[
https://issues.apache.org/jira/browse/HCATALOG-451?page=com.atlassian.jira.plugin.system.issuetabpanels:comment-tabpanel&focusedCommentId=13425431#comment-13425431
]
Vandana Ayyalasomayajula commented on HCATALOG-451:
---------------------------------------------------
[~rohini], Francis and me had a discussion on how to fix this jira. Pig-0.8 (
used in our unit tests) does not override both abortJob() and commitJob() and
even Pig 0.9 and 0.10 do not implement abortJob method. So if we remove the
code from the cleanupJob method, then all the unit tests will fail. Also, there
are users who would still want to use HCatalog 0.4 with older versions of Pig.

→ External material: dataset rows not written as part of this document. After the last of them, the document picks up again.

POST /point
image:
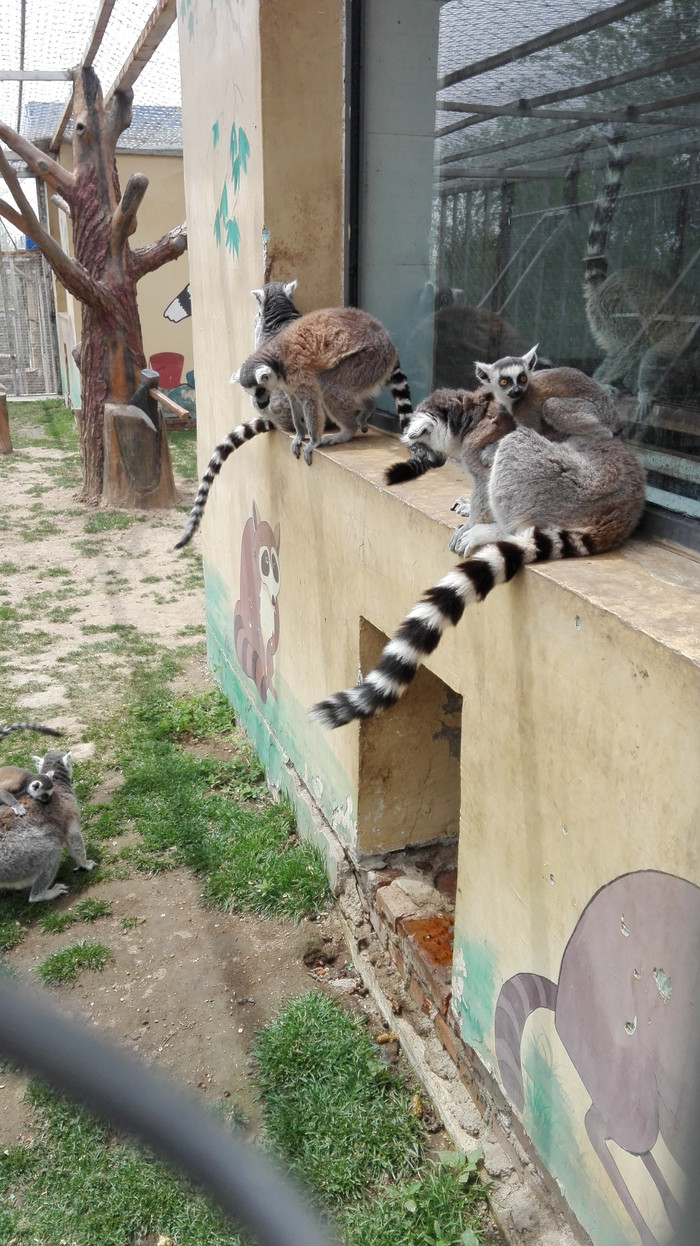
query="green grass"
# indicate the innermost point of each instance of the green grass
(65, 965)
(335, 1114)
(108, 521)
(87, 910)
(341, 1120)
(79, 1184)
(183, 454)
(214, 816)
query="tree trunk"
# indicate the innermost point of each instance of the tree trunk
(102, 277)
(5, 439)
(111, 354)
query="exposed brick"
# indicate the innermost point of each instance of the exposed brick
(446, 1037)
(446, 884)
(427, 952)
(397, 957)
(394, 903)
(417, 994)
(379, 927)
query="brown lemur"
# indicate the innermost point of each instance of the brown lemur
(532, 398)
(544, 500)
(307, 370)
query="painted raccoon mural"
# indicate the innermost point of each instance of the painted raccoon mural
(625, 1008)
(255, 622)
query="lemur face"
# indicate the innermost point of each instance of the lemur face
(259, 383)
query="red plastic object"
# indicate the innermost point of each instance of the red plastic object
(168, 365)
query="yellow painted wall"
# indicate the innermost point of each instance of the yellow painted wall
(572, 758)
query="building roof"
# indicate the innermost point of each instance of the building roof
(153, 127)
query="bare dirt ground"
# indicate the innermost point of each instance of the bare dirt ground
(186, 986)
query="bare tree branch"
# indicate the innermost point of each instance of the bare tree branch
(37, 162)
(146, 259)
(123, 222)
(61, 203)
(11, 216)
(76, 278)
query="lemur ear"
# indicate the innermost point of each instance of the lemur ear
(420, 425)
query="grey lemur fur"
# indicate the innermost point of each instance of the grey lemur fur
(548, 500)
(278, 314)
(275, 303)
(31, 849)
(15, 783)
(639, 318)
(532, 398)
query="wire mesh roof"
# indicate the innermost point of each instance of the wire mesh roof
(36, 35)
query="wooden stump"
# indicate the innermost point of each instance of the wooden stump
(138, 471)
(5, 439)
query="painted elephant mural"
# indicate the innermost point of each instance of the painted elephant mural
(625, 1008)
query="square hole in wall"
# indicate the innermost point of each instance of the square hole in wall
(409, 765)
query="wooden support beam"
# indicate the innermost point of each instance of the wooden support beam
(147, 42)
(35, 75)
(104, 14)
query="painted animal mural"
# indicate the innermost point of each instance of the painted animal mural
(255, 622)
(625, 1008)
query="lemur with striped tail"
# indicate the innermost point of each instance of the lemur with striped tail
(324, 365)
(526, 394)
(15, 781)
(31, 849)
(275, 303)
(640, 318)
(544, 499)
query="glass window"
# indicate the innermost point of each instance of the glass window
(529, 173)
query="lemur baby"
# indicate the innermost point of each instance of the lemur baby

We thought the following will be good to have two different patches for trunk
and branch 0.4. Branch 0.4 will be compatible with versions previous or equal
to Pig-0.10 and the trunk will be compatible with Pig-0.10 and higher. Also,
for the trunk the pig -0.8 unit test dependency needs to be updated to higher
revision.
Branch:
abortJob(){
abortJobInternal();
}
commitJob() {
registerPartitions();
}
cleanupJob(){
abortJobInternal();
}
Trunk:
abortJob(){
abortJobInternal();
}
commitJob() {
registerPartitions();
}
cleanupJob(){
// Empty or throw exception as this should be no longer be called.
}
> Partitions are created even when Jobs are aborted
> -------------------------------------------------
>
> Key: HCATALOG-451
> URL: https://issues.apache.org/jira/browse/HCATALOG-451
> Project: HCatalog
> Issue Type: Bug
> Components: mapreduce
> Affects Versions: 0.4, 0.5
> Environment: Hadoop 1.0.2, non-dynamic partitions.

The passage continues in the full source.